Restore data from InnoDB file (idb & frm) using TwinDB toolkit

We have been told many times that modifying live database should be done with extreme care, we should always make a backup before doing something big to the database. However, there are countless stories on the Internet about losing data due to various reason, one of them is forgetting to create a backup (Gitlab is an example: https://about.gitlab.com/2017/02/01/gitlab-dot-com-database-incident/). I was facing the same issue when upgrading MySQL server to a new version. Luckily I was able to restore most of the data but it was still a very good lesson for me. One of lesson I learned is how we could restore the data from the *.ibd and *.frm file.
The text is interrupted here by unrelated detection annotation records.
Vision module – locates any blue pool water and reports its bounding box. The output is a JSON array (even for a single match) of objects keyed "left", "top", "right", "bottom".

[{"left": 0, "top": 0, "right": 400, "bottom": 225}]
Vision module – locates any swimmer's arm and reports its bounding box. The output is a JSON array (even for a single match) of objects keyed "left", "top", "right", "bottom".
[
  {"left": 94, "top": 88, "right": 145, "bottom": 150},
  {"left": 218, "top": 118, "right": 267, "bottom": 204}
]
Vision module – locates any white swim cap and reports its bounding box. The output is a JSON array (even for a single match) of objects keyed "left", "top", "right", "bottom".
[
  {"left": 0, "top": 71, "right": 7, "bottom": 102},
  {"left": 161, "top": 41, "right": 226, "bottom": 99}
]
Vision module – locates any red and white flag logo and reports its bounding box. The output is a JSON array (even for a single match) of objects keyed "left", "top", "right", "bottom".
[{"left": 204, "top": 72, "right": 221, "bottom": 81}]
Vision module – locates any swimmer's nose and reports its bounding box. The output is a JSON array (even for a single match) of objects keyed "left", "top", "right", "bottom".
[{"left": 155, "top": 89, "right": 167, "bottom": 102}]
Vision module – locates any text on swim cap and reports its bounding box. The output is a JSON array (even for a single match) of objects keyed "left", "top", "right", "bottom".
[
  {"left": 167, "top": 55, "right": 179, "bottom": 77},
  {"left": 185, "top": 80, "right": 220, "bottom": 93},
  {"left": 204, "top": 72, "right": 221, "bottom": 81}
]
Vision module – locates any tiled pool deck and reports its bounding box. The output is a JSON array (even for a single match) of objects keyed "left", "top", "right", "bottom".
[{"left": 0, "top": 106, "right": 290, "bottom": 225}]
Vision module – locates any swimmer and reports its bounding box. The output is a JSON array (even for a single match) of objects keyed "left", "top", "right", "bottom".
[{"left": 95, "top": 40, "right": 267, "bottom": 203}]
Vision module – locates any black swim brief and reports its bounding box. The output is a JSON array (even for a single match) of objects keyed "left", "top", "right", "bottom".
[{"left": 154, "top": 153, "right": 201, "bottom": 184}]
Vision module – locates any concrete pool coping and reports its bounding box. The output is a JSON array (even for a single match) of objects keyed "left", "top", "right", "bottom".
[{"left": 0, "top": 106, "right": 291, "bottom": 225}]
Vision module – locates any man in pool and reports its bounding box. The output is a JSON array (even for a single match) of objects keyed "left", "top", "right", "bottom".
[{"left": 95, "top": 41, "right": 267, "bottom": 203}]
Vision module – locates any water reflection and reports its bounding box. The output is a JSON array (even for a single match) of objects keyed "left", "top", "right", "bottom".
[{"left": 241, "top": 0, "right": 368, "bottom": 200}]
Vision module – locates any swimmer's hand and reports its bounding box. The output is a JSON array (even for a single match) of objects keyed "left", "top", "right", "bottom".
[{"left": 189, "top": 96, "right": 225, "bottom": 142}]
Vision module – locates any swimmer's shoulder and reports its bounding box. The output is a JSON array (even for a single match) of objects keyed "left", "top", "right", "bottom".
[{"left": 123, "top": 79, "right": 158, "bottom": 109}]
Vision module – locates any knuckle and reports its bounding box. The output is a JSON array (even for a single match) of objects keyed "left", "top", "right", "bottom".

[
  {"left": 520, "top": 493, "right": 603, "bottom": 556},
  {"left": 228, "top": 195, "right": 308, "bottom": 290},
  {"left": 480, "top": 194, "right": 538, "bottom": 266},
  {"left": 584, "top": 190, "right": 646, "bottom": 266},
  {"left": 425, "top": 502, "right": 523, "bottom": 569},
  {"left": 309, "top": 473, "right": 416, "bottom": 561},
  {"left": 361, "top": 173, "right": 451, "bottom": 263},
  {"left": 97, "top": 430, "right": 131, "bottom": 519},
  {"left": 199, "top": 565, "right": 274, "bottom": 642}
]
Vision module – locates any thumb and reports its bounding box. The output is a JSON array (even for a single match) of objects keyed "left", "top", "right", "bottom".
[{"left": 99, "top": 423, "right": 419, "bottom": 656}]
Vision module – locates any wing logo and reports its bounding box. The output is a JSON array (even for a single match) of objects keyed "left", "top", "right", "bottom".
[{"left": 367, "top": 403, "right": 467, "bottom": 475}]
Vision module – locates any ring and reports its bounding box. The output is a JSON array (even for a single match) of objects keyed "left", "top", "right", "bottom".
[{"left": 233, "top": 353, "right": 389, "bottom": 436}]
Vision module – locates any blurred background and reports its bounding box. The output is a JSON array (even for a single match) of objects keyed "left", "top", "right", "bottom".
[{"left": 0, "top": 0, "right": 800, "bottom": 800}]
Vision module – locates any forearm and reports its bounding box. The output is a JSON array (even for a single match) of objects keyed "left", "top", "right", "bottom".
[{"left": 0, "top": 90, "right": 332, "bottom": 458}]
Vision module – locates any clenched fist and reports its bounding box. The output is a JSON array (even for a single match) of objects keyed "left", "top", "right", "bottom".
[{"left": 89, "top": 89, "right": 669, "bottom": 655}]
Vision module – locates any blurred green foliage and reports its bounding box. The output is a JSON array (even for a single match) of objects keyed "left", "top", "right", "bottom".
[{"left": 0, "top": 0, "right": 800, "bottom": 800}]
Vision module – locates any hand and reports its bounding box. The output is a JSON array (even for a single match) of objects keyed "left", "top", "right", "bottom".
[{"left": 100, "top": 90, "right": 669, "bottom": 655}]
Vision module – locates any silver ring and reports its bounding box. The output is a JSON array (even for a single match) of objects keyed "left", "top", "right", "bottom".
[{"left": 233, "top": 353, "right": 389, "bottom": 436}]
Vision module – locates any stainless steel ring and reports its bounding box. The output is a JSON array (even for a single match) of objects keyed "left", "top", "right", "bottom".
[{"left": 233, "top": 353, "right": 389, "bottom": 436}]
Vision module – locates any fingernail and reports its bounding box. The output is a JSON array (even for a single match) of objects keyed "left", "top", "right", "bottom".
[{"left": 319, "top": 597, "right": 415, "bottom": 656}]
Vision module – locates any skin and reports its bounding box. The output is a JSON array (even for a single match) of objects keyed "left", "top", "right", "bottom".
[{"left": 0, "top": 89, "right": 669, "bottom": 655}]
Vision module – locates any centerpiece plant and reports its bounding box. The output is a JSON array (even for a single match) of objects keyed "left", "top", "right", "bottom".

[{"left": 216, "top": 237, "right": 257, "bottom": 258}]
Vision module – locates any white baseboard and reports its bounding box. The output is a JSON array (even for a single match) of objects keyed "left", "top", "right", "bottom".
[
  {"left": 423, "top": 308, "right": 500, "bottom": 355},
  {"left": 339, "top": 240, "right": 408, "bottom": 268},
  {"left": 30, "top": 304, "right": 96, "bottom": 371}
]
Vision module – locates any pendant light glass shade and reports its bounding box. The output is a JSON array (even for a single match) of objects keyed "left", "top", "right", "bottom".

The database I worked with had many tables. There were about 5 of them using MyISAM engine while others were using InnoDB engine. I was asked to upgrade the entire the server from MySQL 5.7 to 8.0. Well, I was careless when following the In-place upgrade recommended here without creating a backup first: https://dev.mysql.com/doc/refman/8.0/en/upgrading-strategies.html. What I did was that I started a new instance of MySQL 8.0 (running in parallel with MySQL 5.7) while pointing its datadir option to the same datadir being used by MySQL 5.7, without shutting down 5.7 first. When MySQL 8.0 started, it modified the ibdata1 file somehow and caused this file to be no longer compatible with MySQL 5.7. At the same time, the 8.0 server could not update this ibdata1 file correctly and it failed to load the database into the server. As the result, I could no longer use or see this database in both 5.7 and 8.0.

After many failed tries of recovering this ibdata1 file, I had to import the SQL dump file given by the client into the MySQL 8.0. This dump file was actually a backup done by him (thanks god) but it was 1 month older than the newest data we had. That was not cool and I had to find a way to restore the data somehow.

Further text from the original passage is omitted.